M.B.: What I believe in is that, not only my own art, but all the art in its imperfect terminological meaning, is the absolute reflection of the current space-time condition. In order (not) to joke, art actually exists in that fourth dimension called “space-time”. At this moment, I agree, to a great extent, with the theories of neo-behaviourism. Our behaviour is conditioned by the actual provocation. By not reacting to such bearing, is, theoretically, a ‘un-behaviour’, I would say, ‘disobedience’.

J.V.: By bringing forth an UFO black box in front of the visitors, the box which contains the history and culture of the Serbian national identity, the notion of the Serbian people as the oldest and celestial, becomes rebuilt. A question rises: is the black box UFO, the fall which happened in the nineties or the same box can be opened today?
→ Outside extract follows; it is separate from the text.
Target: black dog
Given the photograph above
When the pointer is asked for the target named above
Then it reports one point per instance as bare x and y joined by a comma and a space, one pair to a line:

M.B.: My point is not to criticise nationalism or globalism directly, but to make conditions where the values of such politics would be mutually opposed. Nationalism is forced in order to make the globalisation faster, onwards; they (the conditions) impose in the forms of dualism, the dualism exists for the mass/mob which is not able to divide the nuances of pluralism. By the dualisms it is easy to manipulate, as when you have globalism-nationalism, something must be good, something bad. And when you manage to manipulate the good and the bad, you have the mob that “digs the diamonds” for the privileged. Art, in such sociological-deterministic range, should be looked for especially in a metaphor, with which a range begins from your question. The intensity of a metaphor out of which a paradox radiates, as well as irony, even a sarcasm, that is art, especially in such an engaged work, such is mine. Contextual photography “Black Box” plays exactly with such ranges, where ones see the work as nationalistic-oriented formula of Serbian origin, and the others see it as ridicule to the newest Serbian quest for the final identity.

J.V.: Can Serbian/Bosnian art, through the work of the contemporary artists (group Point), finally exceed the notion of the Second? (Since an impression can be made, through the 3 cycles of your work, your art posits as a sort of a counterpoint, even in a geographical sense, by comparison to the West, or the universal ONE?)

M.B.: It is the question of an overall will to surpass the status of the Second, our artists are enjoying the status of the Second, as in that position, they are able to endlessly criticise or idealise the values of the First. To us, it is important to quit the romanticised image of a Bosnian artist created in Sarajevo, in the ninth decade of the past century and that is how he is seen now by the West. Such an artist is, by his humble Balkans nature, bright but emotional and spontaneous/ clumsy. By the status of a victim he affectedly manipulates the war situation and the general social mayhem, whereas the explicit critic and the solution are omitted. Again, what do we actually want? In the digital word, the world where formally we belong, “The Other” nearly does not exist. However, it is obvious that not only many artists in Bosnia have not reached the digital era, but they are still in the basements with no electricity and water, waiting for the war to be finished, an imaginary war for the imaginary Balkans.

J.V.: Doesn’t it seem that fear is the most productive platform to manipulate the masses, starting from the cultural, artistic to the political discourses? Besides, it seems like that the Balkans, for the West, have always played the role of a fantasmic, virtual space for projecting the fears (in the end, you smelted the fear to the Italians)?

M.B.: To deconstruct fear is a pretty ungrateful job, as much talk about the fear produces new fear, the fear of its indefiniteness. In this sense, fear cannot be any information with exact references, but, according to Karl Pribram’s formation of the ‘fields’ of energy, it is all exactly about the fields, and the conduct of fear is closest to the conduct of ‘energy’. Besides, it is about the conditional, destructive energy which, with ease, travels through the different forms of interpretation.